Одна из женщин пояснила:
– Он начал тявкать в тишине. До этого за шумом его не было слышно, а тут она просто встала и перерезала ему горло. Раз ― и все.
Тогда Николас посмотрел на девочку.
– Мне очень жаль. Я знаю, как он был тебе дорог. Возможно, это и впрямь спасло нас всех. Спасибо.
– Ее любимец, ― послышался чей-то голос, и впервые за все время по отношению к Катерине в нем прозвучала нотка сочувствия.
Однако та ничего не заметила, поскольку стояла, не сводя с Николаса заплаканных глаз, а он не смотрел ни на кого, кроме нее.
– Бедная Катерина, я пришлю кого-нибудь за ним, ― проронил он наконец и, легонько коснувшись ее щеки, выскользнул обратно на солнце через открытый люк. Спустя какое-то время вновь послышался голос Николаса, который отдавал приказы и время от времени разражался смехом. Поднялись паруса, и они вновь двинулись вперед, а он больше так и не спустился, хотя пришел священник. Но она послала его подальше.
* * *
Без помех они миновали Константинополь и, набравшись уверенности, пересекли Мраморное море. Затем корабли достигли Галлиполи, своего предполагаемого пункта назначения. Отсюда они никак не могли ускользнуть хитростью, если их остановят или начнут стрелять.
Николас велел идти ночью, полагаясь на талант Кракбена и Легранта. Их заметили и пушки выдали залп, но промахнулись, поскольку все лучшие пушкари отправились на войну с Касим-пашой; к тому же здесь не было таких крупных орудий, как в Константинополе и на Босфоре.
В тот день, когда они прошли Дарданеллы и оказались в Эгейском море, Катерина впервые увидела всех служащих своей матери пьяными, ― даже этого капеллана, который читал ей нотации по поводу плотских утех. Как ни странно, первыми напились Юлиус и Николас. В былые времена, вместе с Феликсом, порой они пьянствовали по нескольку дней кряду, когда ее мать уезжала в Лувен, и все равно держались на ногах. А теперь в поисках Николаса Катерина сперва наткнулась на Юлиуса, который, широко улыбаясь, спал на палубе перед офицерской каютой. А когда вошла внутрь, то обнаружила, что и Николас также не добрался до постели, заснув на полу… Хотя на его лице не было улыбки. Катерина попыталась поднять его, но тут вошел лекарь и велел ей прекратить. А когда она стала настаивать, взял ее за руку и вывел вон. Она это запомнила. Теперь она запоминала все на свете. Если бы Пагано поступал так же, то не потерял бы свои деньги.

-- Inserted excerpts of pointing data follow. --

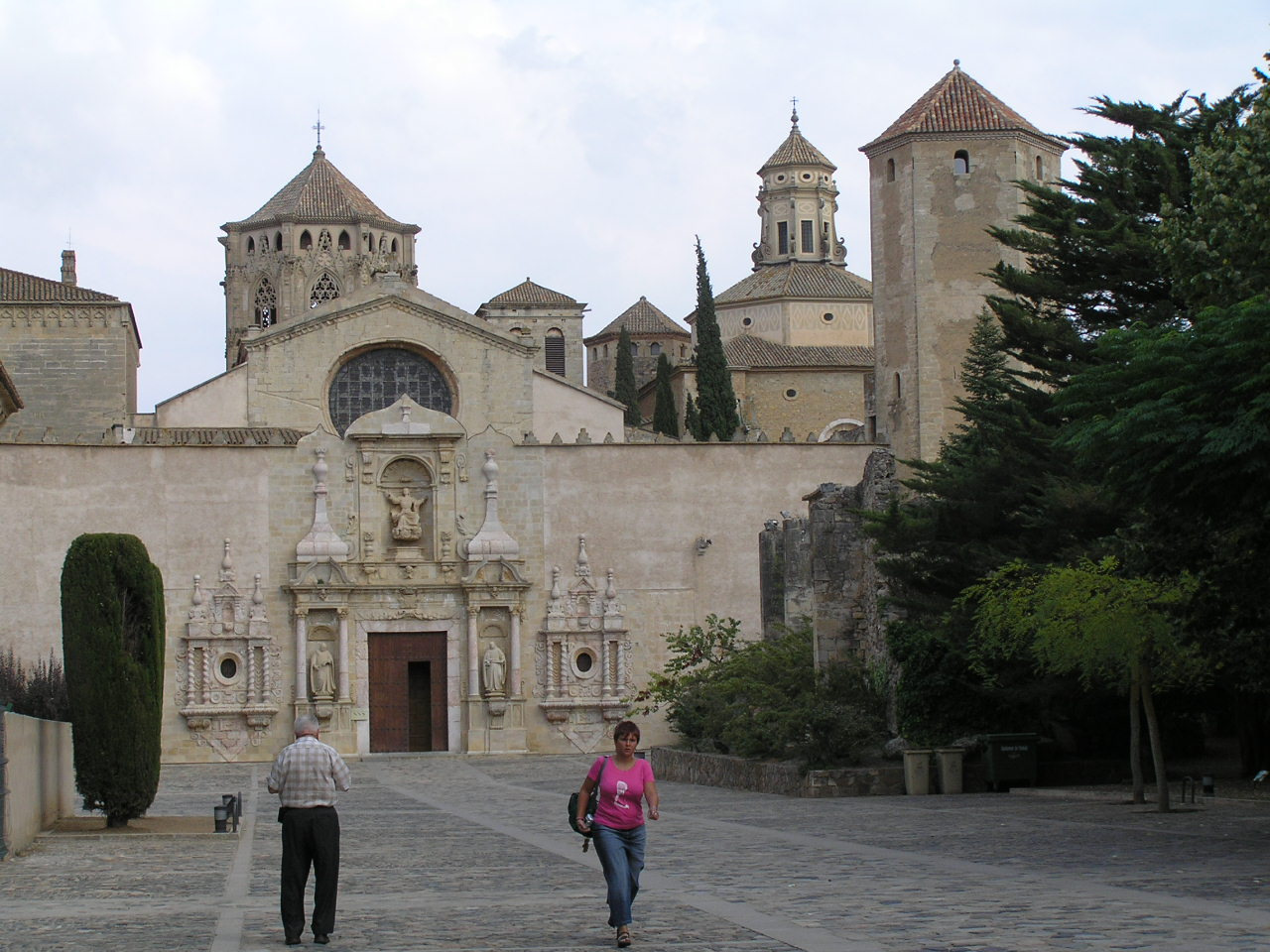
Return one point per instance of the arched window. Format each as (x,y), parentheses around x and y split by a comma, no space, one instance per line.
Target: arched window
(324,290)
(266,303)
(554,352)
(376,379)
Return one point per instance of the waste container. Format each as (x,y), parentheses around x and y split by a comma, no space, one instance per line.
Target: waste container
(949,761)
(917,772)
(1011,761)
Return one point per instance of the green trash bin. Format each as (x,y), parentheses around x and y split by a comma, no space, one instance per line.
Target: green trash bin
(1011,761)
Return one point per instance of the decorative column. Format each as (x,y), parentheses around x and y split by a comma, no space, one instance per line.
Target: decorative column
(302,655)
(344,696)
(516,651)
(472,653)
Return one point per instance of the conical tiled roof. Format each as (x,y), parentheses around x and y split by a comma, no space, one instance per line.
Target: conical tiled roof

На следующий день все жаловались и стонали, и Катерина была очень рада. А еще через день, когда пассажиров наконец выпустили на палубу, все были с Катериной очень вежливы, как и положено, и дружелюбны друг с другом. Но, конечно, не чрезмерно, потому что торжествовать, собственно, было нечего. Чем тут гордиться людям, которые все бросили и сбежали домой, даже если они возвращаются с товаром? И пусть помнят, что ее муж, Пагано Дориа, погиб… Ей не из чего было сшить траурные одежды, но какая-то женщина дала ей черную ленту, и Катерина повязала ее себе на платье. Катерина де Шаретти нельи Арриа ― вдова…Она сказала Николасу:
– Не забудь, что парусник принадлежит мне.
Они как раз миновали Модон, и он стоял у борта, глядя на остров, прикрывавший вход в гавань. Вид у него был такой же кислый, как наутро после пьянки, хотя с тех пор Николас не брал в рот ни капли. Рядом стоял Джон Легрант. Когда Катерина повторила свои слова, фламандец повернулся к ней.
– Я отсылаю парусник прямиком в Порто Пизано. Если хочешь, отправляйся туда.
– Но ведь ты плывешь в Венецию?
– Да.
– Тогда и я плыву в Венецию, ― заявила Катерина. Но это было все равно что пытаться расшатать скалу. Николас ничего не сказал. Вместо него ответил Джон Легрант:
– Возможно, мы получим там письма из дома, демуазель. Тогда будем знать, что делать.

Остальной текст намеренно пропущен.